Her convict story is incredible too. Like the more well known Mary Reibey, she stole a horse while dressed as a young man, then scaled the wall of her first prison to escape, but was rearrested then sentenced to transportation.
There’s a lot more I could say about Margaret including how she became literate in the first place and who she wrote her letters to from the colony, so if readers would like to learn more of her remarkable life I’d recommend chasing up the biography of Margaret.
Thank you Denise, for that extra information. I’m certainly inspired to read more. Is there a modern biography?

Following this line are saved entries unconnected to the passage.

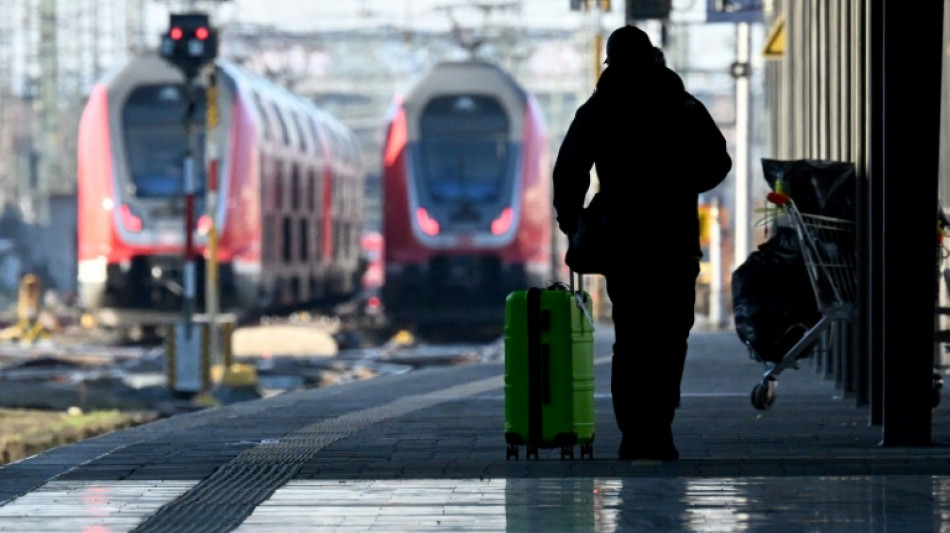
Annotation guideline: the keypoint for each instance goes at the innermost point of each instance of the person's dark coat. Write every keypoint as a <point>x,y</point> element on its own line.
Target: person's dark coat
<point>630,130</point>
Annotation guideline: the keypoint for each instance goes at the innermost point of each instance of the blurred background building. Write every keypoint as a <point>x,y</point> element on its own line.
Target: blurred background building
<point>351,58</point>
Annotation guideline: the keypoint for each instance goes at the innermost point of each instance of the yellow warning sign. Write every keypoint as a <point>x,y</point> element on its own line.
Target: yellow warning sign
<point>775,42</point>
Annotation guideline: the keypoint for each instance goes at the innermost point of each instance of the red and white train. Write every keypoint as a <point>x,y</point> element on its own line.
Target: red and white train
<point>289,213</point>
<point>466,198</point>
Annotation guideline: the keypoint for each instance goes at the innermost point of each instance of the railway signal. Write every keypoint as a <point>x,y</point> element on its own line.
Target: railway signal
<point>190,42</point>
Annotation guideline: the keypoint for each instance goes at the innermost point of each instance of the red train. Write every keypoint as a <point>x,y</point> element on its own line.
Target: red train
<point>466,199</point>
<point>290,197</point>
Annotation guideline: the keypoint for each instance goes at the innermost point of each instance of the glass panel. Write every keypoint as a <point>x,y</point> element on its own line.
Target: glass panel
<point>156,141</point>
<point>464,148</point>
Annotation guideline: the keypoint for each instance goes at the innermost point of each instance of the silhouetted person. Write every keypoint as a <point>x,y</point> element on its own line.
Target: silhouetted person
<point>631,130</point>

Great post Bill as Denise said, and a good resource for researchers who come our way. Interesting point about colonial women writers being, generally, more understanding about the implications of our presence for First Nations people.
I know it’s a generalisation but you see it over and over, women describing Aboriginal life and people, men describing them as a malevolent enemy.
This is one of those posts which, at first glance, appears to be little more than a simple list, but it’s evident just how much thought and research and attention-to-detail is required, just to assemble and organize and structure, let alone locate all the links to external sites and reviews and musings (some are yours, but many are not) and create a throughline. I’m sure there are many students, and AusLit enthusiasts who’ll find much food for thought (and titles for TBRs) here.
We here at AWWC write every week about early Australian women. A list makes it easier to get an overview. I hope one or two of these authors make it on to your TBR.